FIG. 2 is a schematic view of the capacitor (Cs1) of FIG. 1. Referring to FIG. 2, the capacitor (Cs1) includes a first metallic layer (M1), an insulation layer (SiNx), a semiconductor layer (a-si) and a second metallic layer (M2). The first metallic layer (M1) and the second metallic layer (M2) correspond to a gate metallic layer and a source metallic layer of the array substrate. That is, the metallic gate of the TFT is formed by sputtering a gate metallic layer on the array substrate, and then the first metallic layer (M1) is formed by etching the gate metallic layer. The metallic source of the TFT is formed by sputtering a source metallic layer on the array substrate, and then the second metallic layer (M2) is formed by etching the source metallic layer. The insulation layer (SiNx) corresponds to the gate insulation layer on the array substrate. The array substrate corresponds to the TFT semiconductor layer on the array substrate. That is, the TFT semiconductor layer is formed on the array substrate, and the lithographic process is applied to form the TFT semiconductor layer. In addition, the lithographic process is applied to form the semiconductor layer (AS) of the capacitor. Generally, the second metallic layer (M2) connects to the voltage of the pixel electrode, and the first metallic layer (M1) connects to the lines of the common electrode.

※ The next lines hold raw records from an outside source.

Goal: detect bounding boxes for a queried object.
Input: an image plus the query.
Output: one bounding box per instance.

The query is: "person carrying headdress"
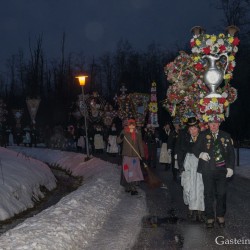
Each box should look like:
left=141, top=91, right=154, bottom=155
left=193, top=117, right=235, bottom=228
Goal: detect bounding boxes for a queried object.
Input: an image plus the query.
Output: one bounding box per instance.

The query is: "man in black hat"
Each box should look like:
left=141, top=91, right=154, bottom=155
left=178, top=117, right=205, bottom=222
left=193, top=120, right=235, bottom=228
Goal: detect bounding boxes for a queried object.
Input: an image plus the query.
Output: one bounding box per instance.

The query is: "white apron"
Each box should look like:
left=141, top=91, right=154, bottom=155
left=159, top=143, right=171, bottom=164
left=181, top=153, right=205, bottom=211
left=94, top=134, right=105, bottom=150
left=107, top=135, right=119, bottom=153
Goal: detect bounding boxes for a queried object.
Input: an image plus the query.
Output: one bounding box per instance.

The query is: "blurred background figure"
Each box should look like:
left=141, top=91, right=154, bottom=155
left=93, top=123, right=105, bottom=153
left=143, top=124, right=159, bottom=169
left=167, top=117, right=181, bottom=181
left=159, top=121, right=172, bottom=171
left=106, top=123, right=119, bottom=156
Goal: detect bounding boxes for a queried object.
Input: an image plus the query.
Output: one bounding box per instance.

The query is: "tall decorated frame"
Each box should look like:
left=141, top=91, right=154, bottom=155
left=163, top=25, right=240, bottom=125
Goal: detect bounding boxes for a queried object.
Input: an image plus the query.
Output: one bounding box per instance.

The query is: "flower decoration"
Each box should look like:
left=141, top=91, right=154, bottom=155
left=148, top=82, right=159, bottom=127
left=222, top=86, right=237, bottom=104
left=199, top=97, right=229, bottom=122
left=166, top=85, right=186, bottom=104
left=163, top=28, right=239, bottom=124
left=190, top=33, right=240, bottom=82
left=148, top=102, right=158, bottom=113
left=202, top=113, right=225, bottom=123
left=164, top=51, right=197, bottom=85
left=200, top=97, right=229, bottom=113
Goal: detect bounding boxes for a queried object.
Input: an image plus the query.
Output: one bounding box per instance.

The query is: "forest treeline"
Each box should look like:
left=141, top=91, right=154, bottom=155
left=0, top=0, right=249, bottom=140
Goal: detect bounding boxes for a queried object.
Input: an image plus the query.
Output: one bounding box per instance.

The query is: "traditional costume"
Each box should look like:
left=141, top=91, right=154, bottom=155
left=106, top=123, right=119, bottom=155
left=167, top=117, right=181, bottom=181
left=179, top=117, right=205, bottom=221
left=117, top=119, right=144, bottom=195
left=193, top=121, right=235, bottom=228
left=159, top=122, right=171, bottom=170
left=93, top=124, right=105, bottom=153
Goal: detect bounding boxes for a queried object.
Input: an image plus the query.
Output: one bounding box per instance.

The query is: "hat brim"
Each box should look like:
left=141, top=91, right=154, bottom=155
left=187, top=121, right=199, bottom=126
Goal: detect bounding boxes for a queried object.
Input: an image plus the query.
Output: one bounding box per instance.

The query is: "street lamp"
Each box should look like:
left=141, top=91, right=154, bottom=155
left=76, top=75, right=90, bottom=160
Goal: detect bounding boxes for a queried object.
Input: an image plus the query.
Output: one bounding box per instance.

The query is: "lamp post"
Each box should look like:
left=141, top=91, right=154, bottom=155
left=76, top=75, right=90, bottom=159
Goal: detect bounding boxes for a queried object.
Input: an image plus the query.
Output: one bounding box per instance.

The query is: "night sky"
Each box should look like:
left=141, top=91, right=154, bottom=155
left=0, top=0, right=223, bottom=72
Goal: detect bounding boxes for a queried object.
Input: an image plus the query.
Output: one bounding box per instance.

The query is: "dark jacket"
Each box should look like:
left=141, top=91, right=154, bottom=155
left=117, top=129, right=145, bottom=158
left=193, top=130, right=235, bottom=174
left=167, top=129, right=180, bottom=155
left=160, top=128, right=171, bottom=143
left=177, top=128, right=199, bottom=170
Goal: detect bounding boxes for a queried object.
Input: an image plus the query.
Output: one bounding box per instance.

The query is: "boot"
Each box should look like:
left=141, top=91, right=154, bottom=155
left=125, top=187, right=131, bottom=193
left=164, top=164, right=170, bottom=171
left=187, top=210, right=193, bottom=219
left=206, top=219, right=215, bottom=228
left=217, top=217, right=225, bottom=228
left=191, top=210, right=198, bottom=221
left=131, top=190, right=138, bottom=195
left=130, top=184, right=138, bottom=195
left=197, top=211, right=205, bottom=222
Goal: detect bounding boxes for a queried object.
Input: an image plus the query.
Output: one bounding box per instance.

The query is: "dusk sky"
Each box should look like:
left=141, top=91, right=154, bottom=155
left=0, top=0, right=224, bottom=72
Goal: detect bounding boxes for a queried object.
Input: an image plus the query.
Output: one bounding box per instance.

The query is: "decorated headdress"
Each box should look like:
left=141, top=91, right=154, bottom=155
left=162, top=25, right=239, bottom=125
left=199, top=97, right=229, bottom=123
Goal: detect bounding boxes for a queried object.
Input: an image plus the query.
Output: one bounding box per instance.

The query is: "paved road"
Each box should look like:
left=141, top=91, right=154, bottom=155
left=95, top=152, right=250, bottom=250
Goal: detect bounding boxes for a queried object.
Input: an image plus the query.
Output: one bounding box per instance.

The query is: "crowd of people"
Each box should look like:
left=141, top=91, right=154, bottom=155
left=0, top=115, right=235, bottom=229
left=117, top=116, right=235, bottom=230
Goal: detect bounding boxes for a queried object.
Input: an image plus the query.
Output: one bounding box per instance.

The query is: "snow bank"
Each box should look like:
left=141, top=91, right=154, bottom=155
left=0, top=147, right=147, bottom=250
left=0, top=147, right=56, bottom=221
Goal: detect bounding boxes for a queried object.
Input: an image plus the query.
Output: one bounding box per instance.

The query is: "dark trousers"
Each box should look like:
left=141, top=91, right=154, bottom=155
left=147, top=143, right=157, bottom=168
left=202, top=168, right=227, bottom=219
left=171, top=155, right=178, bottom=180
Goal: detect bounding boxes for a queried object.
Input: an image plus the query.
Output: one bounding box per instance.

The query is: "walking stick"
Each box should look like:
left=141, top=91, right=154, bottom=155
left=124, top=136, right=163, bottom=189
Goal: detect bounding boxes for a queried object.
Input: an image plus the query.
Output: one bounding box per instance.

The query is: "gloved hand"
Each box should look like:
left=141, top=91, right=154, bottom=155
left=199, top=152, right=210, bottom=161
left=179, top=167, right=185, bottom=173
left=226, top=168, right=234, bottom=178
left=120, top=133, right=124, bottom=140
left=167, top=149, right=172, bottom=160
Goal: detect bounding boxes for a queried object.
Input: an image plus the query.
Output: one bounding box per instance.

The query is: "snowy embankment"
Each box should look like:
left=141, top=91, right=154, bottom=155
left=0, top=147, right=56, bottom=221
left=0, top=147, right=147, bottom=250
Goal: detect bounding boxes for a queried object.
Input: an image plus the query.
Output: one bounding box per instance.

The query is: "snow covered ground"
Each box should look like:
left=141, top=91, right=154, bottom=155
left=233, top=148, right=250, bottom=179
left=0, top=147, right=147, bottom=250
left=0, top=146, right=249, bottom=249
left=0, top=147, right=57, bottom=221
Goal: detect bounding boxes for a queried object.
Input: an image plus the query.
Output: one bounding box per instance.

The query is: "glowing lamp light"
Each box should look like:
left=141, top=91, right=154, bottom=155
left=76, top=76, right=88, bottom=86
left=75, top=74, right=90, bottom=160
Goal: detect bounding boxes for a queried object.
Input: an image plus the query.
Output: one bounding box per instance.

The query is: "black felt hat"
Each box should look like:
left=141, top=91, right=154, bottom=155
left=187, top=117, right=199, bottom=127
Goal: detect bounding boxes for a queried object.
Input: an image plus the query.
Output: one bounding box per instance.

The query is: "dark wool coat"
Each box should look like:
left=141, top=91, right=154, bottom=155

FIG. 3 is a curve diagram of the capacitor-voltage (C-V) of the capacitor (Cs1). As shown, the capacitance of the positive half cycle is larger than that of the negative half cycle. The positive half cycle relates to one period during which the voltage of the pixel electrode, i.e., VB or VA, is larger than that of the Vcom, and the negative half cycle relates to one period during which the voltage of the pixel electrode is smaller than that of the Vcom. For each pixel areas, the positive half cycle and the negative half cycle are interleaved so as to drive the TFT-LCD. Preferably, the VB/VA ratios of the positive and negative half cycle remain the same. However, the capacitance of the positive half cycle is generally larger than or smaller than that of the negative half cycle such that the VB/VA ratio of the positive half cycle is smaller.
Therefore, the color shift circuit, such as CS08, may results in asymmetric positive half cycle and negative half cycle due to the different VB/VA ratios. In addition to the affected color shift effect, the color shift circuit may result in image sticking.